Гордо подняв голову, Лионесс невозмутимо спустилась по лестнице в главный зал, стараясь не обращать внимания на людей Фоко. А они снова были повсюду, куда ни глянь.

Темные фигуры стояли у возвышения в конце зала, где их мрачная одежда резко выделялась на фоне свежевыбеленных стен. Слонялись около вычурных арок. Топтались у каминов. Беседовали с рионнскими воинами, стоявшими на страже у огромных двустворчатых дверей.

Лионесс направилась к поджидавшему ее у возвышения отцу, изо всех сил стараясь не обращать внимания на стоящих рядом с ним людей. Смелость покинула ее. Девушка отогнала от себя внезапный порыв броситься родителю в ноги и умолять о милосердии.

Вместо этого Лионесс молча шагнула в распростертые объятия графа Рионнского, прижалась щекой к широкой отцовской груди и наконец-то почувствовала себя в полной безопасности. Здесь ее любили. Лионесс чуть не расплакалась. Доведется ли когда-нибудь снова испытать подобную нежную заботу?

Нос девушки уловил приятный запах корицы и гвоздики. Словно теплый глинтвейн[29] холодным зимним вечером, этот аромат всегда напоминал Лионесс об отце и родном доме.

Девушка слушала сильный, равномерный стук отцовского сердца. Граф поцеловал Лионесс в макушку.

— Ну что, доченька, ты готова?

Его рокочущий голос помог унять все ее страхи.

Лионесс кивнула. Мягкая шерстяная ткань слегка щекотала ей щеку.

— Да. Кажется, готова.

— Знай же, Лионесс, ты — главное сокровище моей жизни. Я ни за что не отдал бы тебя в жены человеку, недостойному называться моим сыном. Не переживай, твой муж будет лелеять тебя так же, как и я.

Лионесс хотелось спросить, кто же этот образец добродетели, да что толку было спрашивать. В последние два дня она ни на минуту не оставляла отца в покое, засыпая его вопросами. Но граф упорно отмалчивался. Он любил свою дочь. Души в ней не чаял. Но уж если он что-то вбивал себе в голову, его было не своротить с намеченного пути.

Вместо этого девушка улыбнулась и кивнула.

— Я знаю, отец.

Граф развернул Лионесс лицом к собравшимся, поставив ее рядом с собой.

— Ну, тогда разреши мне познакомить тебя с…

— Миледи Лионесс, — Фоко склонился в поклоне. Выпрямившись, он поймал на несколько мгновений ее ладонь. — Какая радость наконец-то познакомиться с вами.

Веселое фырканье отца удивило Лионесс. Что смешного во вторжении Фоко?

— Ах да, Лионесс! Это граф Фоко. Ты наверно слышала, как я пару раз упоминал его имя?

Заставив себя смягчить мрачное выражение лица, она подняла глаза на отца.

— Да, упоминал как-то.

Лионесс встретила насмешливый взгляд Фоко, и ей вдруг захотелось расцарапать этому человеку лицо. Недостойный поступок для леди, это верно, но так ему и надо.

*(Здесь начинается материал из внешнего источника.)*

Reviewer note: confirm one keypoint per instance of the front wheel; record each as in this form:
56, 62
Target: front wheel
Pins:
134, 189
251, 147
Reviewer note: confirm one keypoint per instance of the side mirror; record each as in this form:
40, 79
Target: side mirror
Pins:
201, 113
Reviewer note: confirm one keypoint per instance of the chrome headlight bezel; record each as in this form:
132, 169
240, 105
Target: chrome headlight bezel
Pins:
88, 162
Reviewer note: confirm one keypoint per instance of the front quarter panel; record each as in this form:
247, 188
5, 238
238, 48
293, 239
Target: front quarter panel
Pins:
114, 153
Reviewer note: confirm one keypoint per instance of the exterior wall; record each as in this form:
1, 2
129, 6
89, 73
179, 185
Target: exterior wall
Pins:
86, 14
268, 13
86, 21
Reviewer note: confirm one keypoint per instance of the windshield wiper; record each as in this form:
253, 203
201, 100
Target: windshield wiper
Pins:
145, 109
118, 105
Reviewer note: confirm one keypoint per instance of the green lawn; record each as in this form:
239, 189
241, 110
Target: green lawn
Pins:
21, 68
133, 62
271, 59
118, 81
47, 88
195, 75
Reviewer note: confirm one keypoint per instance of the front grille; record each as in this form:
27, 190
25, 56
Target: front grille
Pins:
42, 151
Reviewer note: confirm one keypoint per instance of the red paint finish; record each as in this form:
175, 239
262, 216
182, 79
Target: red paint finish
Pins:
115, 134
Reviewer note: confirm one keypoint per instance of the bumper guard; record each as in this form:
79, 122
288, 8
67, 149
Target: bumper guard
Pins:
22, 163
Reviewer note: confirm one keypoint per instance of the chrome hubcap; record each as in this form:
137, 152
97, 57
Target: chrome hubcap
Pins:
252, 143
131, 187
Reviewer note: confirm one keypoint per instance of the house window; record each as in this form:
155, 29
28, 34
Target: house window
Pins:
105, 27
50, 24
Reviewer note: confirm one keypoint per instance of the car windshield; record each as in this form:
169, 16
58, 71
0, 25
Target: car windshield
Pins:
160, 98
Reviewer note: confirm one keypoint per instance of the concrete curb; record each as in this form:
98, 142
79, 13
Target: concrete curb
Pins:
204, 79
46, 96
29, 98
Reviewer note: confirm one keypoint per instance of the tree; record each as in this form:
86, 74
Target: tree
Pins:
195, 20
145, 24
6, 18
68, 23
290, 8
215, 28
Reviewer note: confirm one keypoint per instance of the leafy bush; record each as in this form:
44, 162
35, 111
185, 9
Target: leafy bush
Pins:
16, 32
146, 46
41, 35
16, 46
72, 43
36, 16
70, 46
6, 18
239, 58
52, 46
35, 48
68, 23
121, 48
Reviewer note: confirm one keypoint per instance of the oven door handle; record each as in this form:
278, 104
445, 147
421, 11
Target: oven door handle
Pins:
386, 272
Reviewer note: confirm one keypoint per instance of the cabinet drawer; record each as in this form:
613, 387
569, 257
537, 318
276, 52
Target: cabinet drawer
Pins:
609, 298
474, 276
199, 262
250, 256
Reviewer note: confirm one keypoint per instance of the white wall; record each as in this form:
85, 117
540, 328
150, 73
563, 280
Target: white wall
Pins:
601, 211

Паж ухватил лорда Рионнского за локоть и что-то ему прошептал. Лионесс не расслышала, что именно он сказал. Граф Болдуин кивнул и приказал мальчишке:

— Передай ему, что я тотчас же буду.

Он повернулся к Лионесс:

— Теперь вы с Рисом некоторым образом знакомы, — сказал Болдуин, положив ладонь дочери на руку Риса. — Я уверен, он не станет возражать и составит тебе компанию до ужина.

— Отец?! — слова графа застигли девушку врасплох. Он что, не нашел среди множества гостей иного кавалера? До ужина Фоко наверняка успеет вволю поиздеваться над ней.

Осторожно взглянув на еще даже не установленные столы[30], Лионесс поняла, что ускользнуть, если и удастся, то очень нескоро.

Отец потрепал ее по руке.

— Ты не заскучаешь с графом, — и махнул кому-то в противоположной стороне зала. — Я скоро вернусь.

— Невероятно, — чуть слышно прошептала Лионесс, глядя на удаляющегося отца.

Рис невозмутимо подхватил свою спутницу под руку.

— Фоко, отпусти меня.

В ответ он свободной ладонью крепко сжал запястье Лионесс.

— Разве тебе не надоедает повторять одно и то же?

— Мне только ты один надоедаешь.

Руку словно пламенем обдало. Господи милостивый, этот человек гладит ее запястье!

А она, глупая, надеялась освободиться.

— А тебе не надоедает издеваться надо мной?

— Мне? — Фоко поднял брови, изображая наивное удивление. — Сударыня, только изобретение новых способов помучить тебя поддерживает во мне интерес к жизни.

— Ну, слава богу, этому скоро придет конец.

Чем быстрее она будет помолвлена, тем лучше. Даже если Фоко решит поведать ее жениху обо всех проступках Лионесс, есть вероятность, что ей все же удастся выйти сухой из воды. Как-никак, этот брак принесет ее мужу немало земель и богатств. Так что наверняка можно будет рассчитывать на определенное снисхождение.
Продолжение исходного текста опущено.